À titre personnel, j’ai pu m’exprimer devant une Commission d’enquête du Sénat, en 2014. J’ai aussi pu, ça et là, donner mon point de vue sur des sujets précis, comme les fameuses « unités dédiées » [cellules de regroupement d’individus radicalisés mises en place et abandonnées en 2016, NDLR], dont j’ai dit que je pensais que c’était une mauvaise idée. Sinon, pour être honnête, je crois que je suis un peu indésirable. On ne veut pas d’un ancien de Guantanamo sur la photo souvenir, alors je suis peu convié aux événements dédiés à ces questions.
Il y a aussi le débat de fonds. Pourquoi les jeunes partent-ils ? Les racines du mal sont-elles religieuses ou sociales ? Quel est votre point de vue sur ces questions ?

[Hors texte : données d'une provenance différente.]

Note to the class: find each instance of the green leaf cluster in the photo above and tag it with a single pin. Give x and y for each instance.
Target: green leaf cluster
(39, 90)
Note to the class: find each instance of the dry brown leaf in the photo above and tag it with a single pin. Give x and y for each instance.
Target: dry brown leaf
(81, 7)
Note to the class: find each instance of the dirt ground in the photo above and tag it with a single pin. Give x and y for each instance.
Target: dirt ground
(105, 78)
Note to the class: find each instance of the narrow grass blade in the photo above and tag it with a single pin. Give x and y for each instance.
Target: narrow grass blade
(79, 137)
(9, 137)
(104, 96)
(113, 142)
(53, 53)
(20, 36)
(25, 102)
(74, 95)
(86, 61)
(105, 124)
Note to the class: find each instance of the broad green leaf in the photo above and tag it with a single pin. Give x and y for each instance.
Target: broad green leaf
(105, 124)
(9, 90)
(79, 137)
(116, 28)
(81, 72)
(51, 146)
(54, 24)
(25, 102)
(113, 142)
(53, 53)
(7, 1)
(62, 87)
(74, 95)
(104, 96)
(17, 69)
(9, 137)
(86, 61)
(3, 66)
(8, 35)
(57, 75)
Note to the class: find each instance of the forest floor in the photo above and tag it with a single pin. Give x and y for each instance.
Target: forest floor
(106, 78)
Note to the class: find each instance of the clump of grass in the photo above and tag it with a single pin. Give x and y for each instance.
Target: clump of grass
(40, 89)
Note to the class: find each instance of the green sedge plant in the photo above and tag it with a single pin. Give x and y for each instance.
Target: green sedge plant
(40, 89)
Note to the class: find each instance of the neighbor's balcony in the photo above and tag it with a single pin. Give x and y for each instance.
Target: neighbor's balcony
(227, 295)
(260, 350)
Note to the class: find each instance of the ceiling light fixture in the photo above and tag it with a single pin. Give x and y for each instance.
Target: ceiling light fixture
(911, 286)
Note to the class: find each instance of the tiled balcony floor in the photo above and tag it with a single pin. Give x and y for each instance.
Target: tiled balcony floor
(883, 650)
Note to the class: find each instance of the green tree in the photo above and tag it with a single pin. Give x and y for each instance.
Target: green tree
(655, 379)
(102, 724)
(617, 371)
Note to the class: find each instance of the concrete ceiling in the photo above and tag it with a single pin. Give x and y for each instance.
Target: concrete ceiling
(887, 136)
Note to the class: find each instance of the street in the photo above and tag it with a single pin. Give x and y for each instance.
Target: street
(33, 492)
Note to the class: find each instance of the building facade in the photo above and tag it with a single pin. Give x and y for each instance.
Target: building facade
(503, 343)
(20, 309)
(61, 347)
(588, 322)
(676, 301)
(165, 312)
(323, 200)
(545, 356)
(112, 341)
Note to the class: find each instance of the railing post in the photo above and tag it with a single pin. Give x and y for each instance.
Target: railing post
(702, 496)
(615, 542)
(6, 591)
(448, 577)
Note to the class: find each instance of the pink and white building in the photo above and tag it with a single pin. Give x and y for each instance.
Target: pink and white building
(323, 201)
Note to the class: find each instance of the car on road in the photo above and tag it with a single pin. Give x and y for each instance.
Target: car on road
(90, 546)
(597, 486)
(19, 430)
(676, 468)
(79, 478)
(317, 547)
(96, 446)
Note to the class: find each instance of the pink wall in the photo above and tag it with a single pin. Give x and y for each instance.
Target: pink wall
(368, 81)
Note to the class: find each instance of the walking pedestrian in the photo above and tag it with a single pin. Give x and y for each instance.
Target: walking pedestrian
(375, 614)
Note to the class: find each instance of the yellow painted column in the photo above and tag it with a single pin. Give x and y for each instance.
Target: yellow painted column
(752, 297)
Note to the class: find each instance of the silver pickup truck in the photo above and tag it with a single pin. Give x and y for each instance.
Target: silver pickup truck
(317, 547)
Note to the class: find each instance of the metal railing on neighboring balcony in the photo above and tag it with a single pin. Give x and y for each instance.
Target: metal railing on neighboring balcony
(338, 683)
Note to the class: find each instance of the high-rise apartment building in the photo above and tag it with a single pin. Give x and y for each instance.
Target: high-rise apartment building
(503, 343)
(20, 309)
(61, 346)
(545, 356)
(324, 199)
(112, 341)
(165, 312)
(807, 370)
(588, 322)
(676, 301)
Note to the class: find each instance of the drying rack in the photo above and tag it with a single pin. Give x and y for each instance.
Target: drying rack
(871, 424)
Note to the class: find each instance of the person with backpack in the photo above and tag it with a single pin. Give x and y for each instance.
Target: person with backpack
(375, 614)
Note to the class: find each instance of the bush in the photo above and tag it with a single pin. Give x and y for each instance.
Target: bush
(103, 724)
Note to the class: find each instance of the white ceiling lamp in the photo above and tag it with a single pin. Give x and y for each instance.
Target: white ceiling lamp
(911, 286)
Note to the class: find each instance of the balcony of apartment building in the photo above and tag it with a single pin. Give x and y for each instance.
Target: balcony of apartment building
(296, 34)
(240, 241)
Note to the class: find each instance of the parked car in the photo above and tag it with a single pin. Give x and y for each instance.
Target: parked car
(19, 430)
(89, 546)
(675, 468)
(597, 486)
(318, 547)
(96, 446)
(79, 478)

Je pense qu’il y a plusieurs dynamiques à l’œuvre. Après les premiers départs en 2011, qui répondaient à des motivations politiques, des volontés de défendre une communauté agressée, il y a eu une vague de départs en 2013 de gens parfois très jeunes, qui partaient avec une incroyable naïveté. Les questions se mêlent et se superposent mais, en effet, on remarque que se pose la question de la maîtrise du corpus religieux.
C’est d’ailleurs une spécificité française : pas mal de jeunes qui partent n’ont vraiment aucune connaissance religieuse solide. Il faut arriver à offrir de l’espace à des autorités religieuses compétentes et légitimes, sans empiéter sur les principes de laïcité. Mais lorsqu’un jeune ne conçoit plus son avenir que dans un pays en guerre, on doit aussi se poser la question de savoir où la société a fait défaut.